# Breaking Down the Data - Why First Count Position Matters More than Anything in Irish Elections

In [5]:
import pandas as pd
import json
import pickle

In [6]:
with open('data.pkl', 'rb') as f: data = pickle.load(f)

## Nomenclature

We need to coin some nomemclature, so that we're always sure what we're talking about. There are two terms I'd like to use throughout - `inside` and `outside`.

### Inside
If a candidate is within the first $n$ positions after the first count in a consituency with $n$ seats, she shall be designated `inside`. That is, all candidates in the first three positions in a three-seat consituency on the first count, the first four positions in a four-seat constituency on the first count, or the first five positions in a five-seat constituency on the first count are designated `inside`.

### Outside
All candidates who are not `inside` are `outside`.

In [1]:
def insideOutside(someDf):
    holder = []
    grouper = someDf.groupby(['Result', 'seats', 'placement'])
    for a, b in grouper:
        holder.append({"result": a[0],
                       "seats": a[1],
                       "placement": a[2],
                       "candidates": b.shape[0]})
    df = pd.DataFrame(holder)
    
    df2 = pd.pivot_table(df, index=['seats', 'result'], columns='placement', values='candidates')
    df2.fillna(0, inplace=True)
    
    return df2.astype(int)

In [2]:
def insideOutsideSimple(someDf):
    holder = []
    grouper = someDf.groupby(['Result', 'placement'])
    for a, b in grouper:
        holder.append({"result": a[0],
                       "placement": a[1],
                       "candidates": b.shape[0]})
    df = pd.DataFrame(holder)
    
    df2 = pd.pivot_table(df, index='result', columns='placement', values='candidates')
    df2.fillna(0, inplace=True)
    
    return df2.astype(int)

## All Candidates

### Inside vs Outside, All Candidates

This is the breakdown of who got elected according to whether or not they were inside or outside in either of the elections.

In [7]:
all_candidates =pd.concat([data[2016]['candidates'], data[2020]['candidates']])

In [8]:
ac = insideOutsideSimple(all_candidates)
# ac.style.bar(color='darkgoldenrod', align='zero')
ac.style.background_gradient(cmap='RdYlGn')

placement,inside,outside
result,Unnamed: 1_level_1,Unnamed: 2_level_1
Elected,282,34
Not Elected,34,732


Across the two general elections for which data is available on https://data.gov.ie/, inside candidates won 282 out of 316 seats. Nine out of every ten candidates who finished in the top three places in three-seat constituencies, the top four in four-seat constituencies or the top five in five-seat constituencies were elected.

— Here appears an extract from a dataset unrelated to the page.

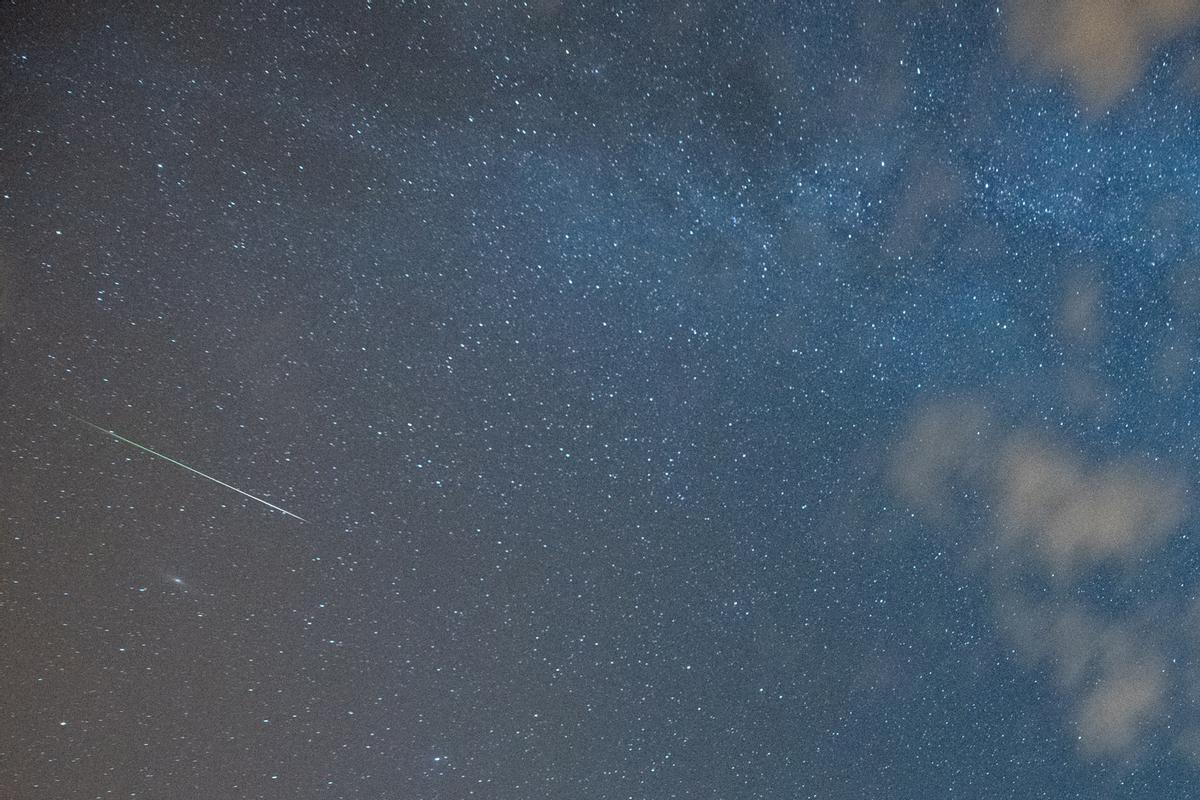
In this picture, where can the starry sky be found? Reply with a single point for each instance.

### Inside versus Outside in 2016

In [9]:
io2016 = insideOutsideSimple(data[2016]['candidates'])
io2016.style.background_gradient(cmap='RdYlGn')

placement,inside,outside
result,Unnamed: 1_level_1,Unnamed: 2_level_1
Elected,144,13
Not Elected,13,381


Finishing inside on the first count lead to a 92% likelihood of getting elected.

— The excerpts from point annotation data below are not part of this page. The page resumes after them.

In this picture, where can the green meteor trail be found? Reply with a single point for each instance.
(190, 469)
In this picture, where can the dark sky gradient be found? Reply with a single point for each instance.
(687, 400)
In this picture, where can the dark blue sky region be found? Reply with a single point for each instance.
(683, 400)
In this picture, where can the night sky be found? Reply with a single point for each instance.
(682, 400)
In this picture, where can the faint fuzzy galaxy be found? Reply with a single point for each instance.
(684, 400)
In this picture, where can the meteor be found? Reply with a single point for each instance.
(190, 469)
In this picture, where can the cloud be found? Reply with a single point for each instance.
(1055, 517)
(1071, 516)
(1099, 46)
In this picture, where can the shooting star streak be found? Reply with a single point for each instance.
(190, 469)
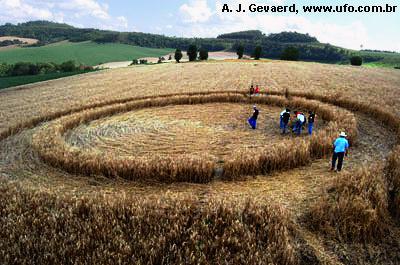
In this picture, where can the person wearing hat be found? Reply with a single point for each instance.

### Inside versus Outside in 2020

In [8]:
io2020 = insideOutsideSimple(data[2020]['candidates'])
io2020.style.background_gradient(cmap='RdYlGn')

placement,inside,outside
result,Unnamed: 1_level_1,Unnamed: 2_level_1
Elected,138,21
Not Elected,21,351


Finishing inside had an 87% likelihood of getting elected in 2020.

### Inside versus Outside in Seats, All

In [10]:
ac_seats = insideOutside(all_candidates)
ac_seats.style.background_gradient(cmap='RdYlGn')

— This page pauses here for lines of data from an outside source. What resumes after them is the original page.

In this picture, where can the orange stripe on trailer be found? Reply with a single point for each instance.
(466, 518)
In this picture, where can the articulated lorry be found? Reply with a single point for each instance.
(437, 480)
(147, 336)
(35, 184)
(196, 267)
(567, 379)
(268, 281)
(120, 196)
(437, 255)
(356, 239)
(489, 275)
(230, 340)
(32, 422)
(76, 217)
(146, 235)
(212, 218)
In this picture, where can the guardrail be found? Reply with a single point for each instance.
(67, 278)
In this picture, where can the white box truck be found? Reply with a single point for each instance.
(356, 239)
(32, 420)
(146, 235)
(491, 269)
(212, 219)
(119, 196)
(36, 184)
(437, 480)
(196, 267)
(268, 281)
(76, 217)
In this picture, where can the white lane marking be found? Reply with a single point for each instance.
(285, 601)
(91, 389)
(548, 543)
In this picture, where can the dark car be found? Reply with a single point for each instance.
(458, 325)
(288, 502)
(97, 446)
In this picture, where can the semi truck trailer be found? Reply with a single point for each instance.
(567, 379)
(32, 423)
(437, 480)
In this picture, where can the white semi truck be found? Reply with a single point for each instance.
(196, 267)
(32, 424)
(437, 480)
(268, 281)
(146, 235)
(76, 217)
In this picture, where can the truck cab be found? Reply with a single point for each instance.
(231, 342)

Unnamed: 0_level_0,placement,inside,outside
seats,result,Unnamed: 2_level_1,Unnamed: 3_level_1
3,Elected,63,9
3,Not Elected,9,177
4,Elected,106,18
4,Not Elected,18,300
5,Elected,113,7
5,Not Elected,7,255


Finishing inside lead to an
- 88% likelihood of getting elected in a three-seater,
- an 85% likelihood of getting elected in a four-seater and
- a 94% likelihood of getting elected in a five-seater.

Isn't it interesting that finishing in the first five in a five-seater in the general elections of 2016 and 2020 lead to a 94% chance of getting elected? We think of five seaters as being the most likely constituencies to elected underdogs. Perhaps not.

### Inside versus Outside in Seats, 2016

In [11]:
io2016_seats = insideOutside(data[2016]['candidates'])
io2016_seats.style.background_gradient(cmap='RdYlGn')

Unnamed: 0_level_0,placement,inside,outside
seats,result,Unnamed: 2_level_1,Unnamed: 3_level_1
3,Elected,38,4
3,Not Elected,4,103
4,Elected,55,5
4,Not Elected,5,152
5,Elected,51,4
5,Not Elected,4,126


### Inside versus Outside in Seats, 2020

In [12]:
ac_seats = insideOutside(all_candidates)
ac_seats.style.background_gradient(cmap='RdYlGn')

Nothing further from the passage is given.